Addenbrooke's Hospital has spent sixteen months in special measuresD. Dinneen

The Care Quality Commission (CQC) has changed its rating for the Cambridge University Hospitals Trust (CUH) from “inadequate” to “good”, following an inspection carried out last September.

The Trust, which also runs the Rosie Maternity Hospital, is one of the largest in the UK and is globally renowned for the quality of its research and teaching. Addenbrooke’s also functions as the main trauma centre for the east of England. It celebrated its 250th anniversary last October.

The inspection dealt with eight main areas: urgent and emergency services, medical care, surgery, critical care, maternity and gynaecology, services for children and young people, end of life care, and outpatients and diagnostic imaging. Each of these were given an overall rating of “good” in the resulting report, published on Wednesday.

The report identified “a number of areas of outstanding practice.” It said that staff had responded well to the “wake up call” of being placed in special measures and “had worked hard to ensure improvement took place.”

The Trust had been placed in special measures after an inspection carried out in April and May 2015 exposed inadequate staffing levels, delays in outpatient treatment and governance failings.

Professor Sir Mike Richards, CQC’s Chief Inspector of Hospitals, wrote that while staff were “extremely caring and extremely skilled”, senior management had “lost their grip on some of the basics.” Quality of care was rated as “outstanding”, but “staff shortages meant that wards were struggling to cope with the numbers of patients within the hospital and that the critical care areas were not staffed in line with national guidance.”

Prior to the publication of the original report, CUH saw the resignation of two of its key management figures: Chief Executive Keith McNeil and Chief Finance Officer Paul James. Weeks before that, Myles Bradbury, a paediatric haematologist, had been sentenced to 22 years in jail for abusing 18 children while he was working at Addenbrooke’s.

In recent months, the Trust, which ran a deficit of £32.3 million last year, has been beset by further difficulties. Six babies were found to have been affected by an MRSA outbreak at Addenbrooke’s last September.

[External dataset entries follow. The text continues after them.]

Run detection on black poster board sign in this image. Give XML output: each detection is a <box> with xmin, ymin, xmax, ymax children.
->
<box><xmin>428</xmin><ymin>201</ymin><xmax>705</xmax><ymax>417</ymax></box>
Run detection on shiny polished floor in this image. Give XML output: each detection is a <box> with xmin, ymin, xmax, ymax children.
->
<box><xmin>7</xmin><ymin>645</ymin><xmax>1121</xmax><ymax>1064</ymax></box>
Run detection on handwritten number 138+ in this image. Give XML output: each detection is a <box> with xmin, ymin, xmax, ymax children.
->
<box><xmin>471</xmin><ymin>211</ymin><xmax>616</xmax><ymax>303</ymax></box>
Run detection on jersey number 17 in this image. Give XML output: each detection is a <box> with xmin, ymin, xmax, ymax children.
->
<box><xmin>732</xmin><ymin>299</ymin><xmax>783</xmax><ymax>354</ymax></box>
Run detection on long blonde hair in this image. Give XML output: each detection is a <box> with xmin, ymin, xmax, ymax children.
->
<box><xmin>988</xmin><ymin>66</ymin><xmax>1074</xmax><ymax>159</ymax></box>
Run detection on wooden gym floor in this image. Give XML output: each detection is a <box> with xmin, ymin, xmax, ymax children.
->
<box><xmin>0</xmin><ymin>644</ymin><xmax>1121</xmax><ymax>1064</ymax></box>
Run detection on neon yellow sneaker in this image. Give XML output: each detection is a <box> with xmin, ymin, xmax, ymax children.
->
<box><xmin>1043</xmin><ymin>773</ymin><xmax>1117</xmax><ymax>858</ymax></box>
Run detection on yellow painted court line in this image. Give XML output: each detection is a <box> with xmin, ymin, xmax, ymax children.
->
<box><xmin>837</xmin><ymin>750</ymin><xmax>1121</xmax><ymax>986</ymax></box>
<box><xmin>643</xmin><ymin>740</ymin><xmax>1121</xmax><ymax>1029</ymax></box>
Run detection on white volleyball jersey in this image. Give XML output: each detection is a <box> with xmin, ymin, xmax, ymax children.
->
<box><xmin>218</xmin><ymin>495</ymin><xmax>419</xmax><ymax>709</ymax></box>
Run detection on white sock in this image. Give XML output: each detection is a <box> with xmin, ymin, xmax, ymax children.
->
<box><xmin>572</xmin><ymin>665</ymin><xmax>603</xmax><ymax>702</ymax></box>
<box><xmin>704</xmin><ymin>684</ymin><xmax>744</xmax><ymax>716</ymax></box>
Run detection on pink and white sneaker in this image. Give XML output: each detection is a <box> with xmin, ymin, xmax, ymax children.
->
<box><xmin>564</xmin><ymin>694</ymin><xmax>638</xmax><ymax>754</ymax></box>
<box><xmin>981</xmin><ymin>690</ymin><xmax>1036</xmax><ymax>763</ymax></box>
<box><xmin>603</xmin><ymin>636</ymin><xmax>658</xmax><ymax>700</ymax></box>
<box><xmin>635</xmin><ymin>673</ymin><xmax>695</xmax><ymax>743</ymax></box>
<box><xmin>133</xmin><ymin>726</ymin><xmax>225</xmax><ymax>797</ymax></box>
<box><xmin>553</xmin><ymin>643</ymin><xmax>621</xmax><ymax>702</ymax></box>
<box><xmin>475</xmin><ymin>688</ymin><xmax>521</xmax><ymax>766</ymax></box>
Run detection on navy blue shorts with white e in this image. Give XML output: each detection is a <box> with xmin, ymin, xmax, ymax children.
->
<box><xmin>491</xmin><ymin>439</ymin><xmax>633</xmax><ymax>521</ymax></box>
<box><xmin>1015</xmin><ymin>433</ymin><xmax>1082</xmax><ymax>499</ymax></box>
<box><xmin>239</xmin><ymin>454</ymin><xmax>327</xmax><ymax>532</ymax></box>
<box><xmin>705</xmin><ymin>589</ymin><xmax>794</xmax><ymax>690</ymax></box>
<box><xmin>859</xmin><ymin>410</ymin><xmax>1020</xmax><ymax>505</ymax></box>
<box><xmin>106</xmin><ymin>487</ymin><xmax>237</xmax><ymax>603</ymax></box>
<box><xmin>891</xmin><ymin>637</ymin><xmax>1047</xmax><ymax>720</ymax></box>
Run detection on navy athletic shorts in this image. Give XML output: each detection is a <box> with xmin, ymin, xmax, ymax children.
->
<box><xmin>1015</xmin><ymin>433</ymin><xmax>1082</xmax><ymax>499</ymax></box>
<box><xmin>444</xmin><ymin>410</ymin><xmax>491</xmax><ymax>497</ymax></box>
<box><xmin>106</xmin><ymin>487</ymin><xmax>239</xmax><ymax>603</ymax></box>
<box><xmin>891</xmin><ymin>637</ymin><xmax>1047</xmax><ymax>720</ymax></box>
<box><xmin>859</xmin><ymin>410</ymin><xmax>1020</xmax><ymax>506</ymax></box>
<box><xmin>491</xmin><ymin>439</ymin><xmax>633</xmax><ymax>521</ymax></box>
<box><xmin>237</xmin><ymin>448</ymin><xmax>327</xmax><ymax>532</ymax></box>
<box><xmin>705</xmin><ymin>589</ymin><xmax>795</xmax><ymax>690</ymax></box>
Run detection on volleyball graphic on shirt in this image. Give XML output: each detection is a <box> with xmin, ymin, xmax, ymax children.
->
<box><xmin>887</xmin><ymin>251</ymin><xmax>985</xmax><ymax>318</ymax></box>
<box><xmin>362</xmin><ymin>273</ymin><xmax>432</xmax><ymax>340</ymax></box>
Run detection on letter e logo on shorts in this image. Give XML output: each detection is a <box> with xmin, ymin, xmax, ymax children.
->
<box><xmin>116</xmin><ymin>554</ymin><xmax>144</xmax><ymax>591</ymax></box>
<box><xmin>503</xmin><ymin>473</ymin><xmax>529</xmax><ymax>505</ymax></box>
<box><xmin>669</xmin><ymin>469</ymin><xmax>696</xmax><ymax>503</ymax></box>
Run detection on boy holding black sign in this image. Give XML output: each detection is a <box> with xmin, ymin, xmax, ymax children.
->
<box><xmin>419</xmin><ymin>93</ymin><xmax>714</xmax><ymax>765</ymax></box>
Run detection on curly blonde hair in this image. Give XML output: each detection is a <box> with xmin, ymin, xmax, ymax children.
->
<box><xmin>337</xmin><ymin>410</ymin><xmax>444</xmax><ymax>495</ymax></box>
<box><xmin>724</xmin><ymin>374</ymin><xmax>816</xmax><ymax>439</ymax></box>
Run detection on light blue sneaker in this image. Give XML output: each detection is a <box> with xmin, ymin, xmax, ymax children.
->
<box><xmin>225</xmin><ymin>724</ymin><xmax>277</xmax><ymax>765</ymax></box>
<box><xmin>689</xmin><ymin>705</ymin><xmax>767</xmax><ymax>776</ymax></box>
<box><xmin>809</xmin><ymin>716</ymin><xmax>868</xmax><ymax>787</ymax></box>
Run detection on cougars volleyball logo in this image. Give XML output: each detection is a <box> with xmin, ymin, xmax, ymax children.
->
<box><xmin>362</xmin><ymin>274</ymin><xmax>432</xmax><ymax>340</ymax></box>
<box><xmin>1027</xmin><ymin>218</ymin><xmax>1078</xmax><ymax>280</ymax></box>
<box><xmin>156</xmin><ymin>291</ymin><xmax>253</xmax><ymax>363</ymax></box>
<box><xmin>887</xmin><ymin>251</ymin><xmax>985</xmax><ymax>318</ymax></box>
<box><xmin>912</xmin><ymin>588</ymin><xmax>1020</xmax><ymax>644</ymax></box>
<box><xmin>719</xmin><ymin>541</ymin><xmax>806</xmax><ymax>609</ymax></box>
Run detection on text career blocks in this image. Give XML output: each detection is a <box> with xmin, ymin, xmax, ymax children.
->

A further outbreak of norovirus at the hospital in December forced the closure of two children’s wards. The outbreak came at a time of increased pressure on the hospital’s A&E department, with higher-than-usual numbers of patients leading to “capacity issues”.

Earlier this year, CUH also admitted “liability and causation” in the death of Joan Hawes, who died hours after her deep vein thrombosis was misdiagnosed as a ligament injury by medics at Addenbrooke’s.

Malcolm Lowe-Lauri, Executive Director of Cambridge University Health Partners (CUHP), released a statement in response to the CQC’s decision to change CUH’s rating. He said that the decision “reflects months of hard work within the Trust as new systems, ideas and procedures were introduced while supporting the outstanding treatment and care given by hospital staff.”

He stressed that the decision to upgrade the Trust’s rating was also crucial for academics, because “if we are to drive research into new treatments, we need strong and confident health partners. We can then make the most of the data, experience and talent which lie at our disposal in Cambridge.”

Jeremy Hunt also welcomed the announcement of the “incredible turnaround” in a tweet, offering “a huge well done to all staff.”